Europoseł Prawa i Sprawiedliwości Janusz Wojciechowski stwierdził, że Trybunał Konstytucyjny podejmuje próby "ręcznego sterowania prezydentem", a jego niektóre decyzje mogą budzić wątpliwości.

"Trybunał Konstytucyjny nie dość, że próbuje pełnić rolę trzeciej izby parlamentu, to czasem próbuje pouczać prezydenta i nim sterować. To bardzo niebezpieczna droga. Mam nadzieję, że to tylko eksces, który się dzieje za sprawą prezesa Rzeplińskiego, który chodzi do mediów, udziela wywiadów, zachowuje się jak rasowy polityk, a nie sędzia Trybunału" – mówił w Telewizji Republika europoseł PiS Janusz Wojciechowski.

"Trzecia władza wyrwała się spod wszelkiej kontroli społecznej. Trybunał Konstytucyjny bardzo aspiruje do roli trzeciej izby parlamentu. Niektóre orzeczenia budzą wątpliwości. Pojawiła się próba ręcznego sterowania prezydentem. Mówienie, że prezydent ma niezwłocznie przyjąć ślubowanie sędziów kompromituje Trybunał Konstytucyjny. Nie ma tego w konstytucji, Trybunał dopisuje prezydentowi taki obowiązek" – dodawał w kontekście orzeczenia ws. czerwcowej ustawy o Trybunale Konstytucyjnym.
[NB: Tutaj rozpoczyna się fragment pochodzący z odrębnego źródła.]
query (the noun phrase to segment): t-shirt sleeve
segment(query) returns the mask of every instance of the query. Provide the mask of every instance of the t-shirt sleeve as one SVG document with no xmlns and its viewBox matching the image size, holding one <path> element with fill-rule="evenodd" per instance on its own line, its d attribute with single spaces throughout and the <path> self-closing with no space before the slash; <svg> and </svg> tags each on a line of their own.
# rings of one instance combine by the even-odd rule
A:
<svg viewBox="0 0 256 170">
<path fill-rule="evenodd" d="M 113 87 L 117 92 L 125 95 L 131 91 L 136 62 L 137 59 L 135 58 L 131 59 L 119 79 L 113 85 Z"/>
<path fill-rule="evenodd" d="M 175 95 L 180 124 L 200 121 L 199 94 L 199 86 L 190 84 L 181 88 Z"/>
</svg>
Wojciechowski podkreślał przy tym, że TK jest bardzo ważną instytucją, jednak w ostatnim czasie został silnie upolityczniony przez rządy Platformy Obywatelskiej. Zaznaczał, że "Trybunał powinien wrócić do swojej roli".

"PO zrobiła z Trybunału łup polityczny. Chciała zawłaszczyć go w całości, żeby wykorzystywać do walki politycznej, do blokowania reform PiS-u. To PO odpowiada w całości za kryzys z Trybunałem, który mamy dzisiaj" – podkreślił.

Pytany o pomysł na to, aby nie dochodziło do oskarżeń o polityczny charakter Trybunału Konstytucyjnego, europoseł przyznał, że w przyszłości mogłoby się sprawdzić głosowanie w Sejmie większością 2/3 głosów.

"Może większość 2/3 byłaby gwarancją jakiegoś porozumienia międzypartyjnego. Ja bym widział takie rozwiązanie sensownym w przyszłości" – zaproponował.